China announced it will be flooding its financial system with liquidity, lowering interest rates and bank reserve requirements.
The takeover bid refers to the agreement for Schlumberger, the world's largest oil-field services company, to buy its smaller competitor Cameron International for $12.71 billion.
"Schlumberger is the smartest company in the oil patch, and they're making an acquisition that's very positive, because we have been waiting for consolidation there," Cramer said.
So when should investors jump into stocks? "I just prefer to buy some point intraday where the futures aren't totally in control," Cramer said.

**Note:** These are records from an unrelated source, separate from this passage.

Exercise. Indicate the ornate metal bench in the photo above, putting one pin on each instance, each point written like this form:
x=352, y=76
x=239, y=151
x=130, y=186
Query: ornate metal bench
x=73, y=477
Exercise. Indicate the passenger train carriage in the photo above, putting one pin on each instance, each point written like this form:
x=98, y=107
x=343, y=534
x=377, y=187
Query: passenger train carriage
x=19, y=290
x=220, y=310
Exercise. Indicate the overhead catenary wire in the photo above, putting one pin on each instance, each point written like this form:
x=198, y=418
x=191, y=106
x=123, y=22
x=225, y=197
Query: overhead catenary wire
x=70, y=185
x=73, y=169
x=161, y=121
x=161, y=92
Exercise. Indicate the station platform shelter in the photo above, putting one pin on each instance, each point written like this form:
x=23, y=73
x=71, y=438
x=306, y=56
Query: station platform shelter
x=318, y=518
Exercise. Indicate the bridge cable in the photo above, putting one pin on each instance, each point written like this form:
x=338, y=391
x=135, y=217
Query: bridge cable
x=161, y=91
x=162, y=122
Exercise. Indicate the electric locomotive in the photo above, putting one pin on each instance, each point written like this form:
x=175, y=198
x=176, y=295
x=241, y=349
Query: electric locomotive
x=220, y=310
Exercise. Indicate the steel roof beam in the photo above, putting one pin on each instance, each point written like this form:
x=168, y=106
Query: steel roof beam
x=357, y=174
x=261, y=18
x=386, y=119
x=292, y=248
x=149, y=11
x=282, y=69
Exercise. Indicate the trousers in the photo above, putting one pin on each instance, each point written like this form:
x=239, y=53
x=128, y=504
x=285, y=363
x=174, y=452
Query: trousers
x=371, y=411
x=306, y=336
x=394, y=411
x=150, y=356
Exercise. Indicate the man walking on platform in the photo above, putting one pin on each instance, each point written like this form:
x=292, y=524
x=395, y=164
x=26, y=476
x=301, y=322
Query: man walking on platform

On the private side of the equity market, start-up technology companies have been all the rage over the past few years, with 115 of them now valued at $1 billion or more, according to The Wall Street Journal.
Those companies, backed by venture-capital funds, are known as "unicorns," named after the mythical horned beast. But now these beasts may be losing their horns. The plunging stock market puts them at risk. The S&P 500 index has dropped 11 percent from its May 20 record high.
Venky Ganesan, a managing director at Menlo Ventures, told The New York Times that start-ups have been spending money like drunken sailors recently. "There is already a chill in the latestage funding market," he said.
Start-ups have turned to mutual funds to finance much of their cash needs. “If you see down rounds and mutual funds report losses on private companies, then things will spiral downward very fast,” he said. “Like in ‘Game of Thrones,’ winter is coming.”
So individual investors may have the last laugh, watching bigger investors lose their money on some of these unicorns.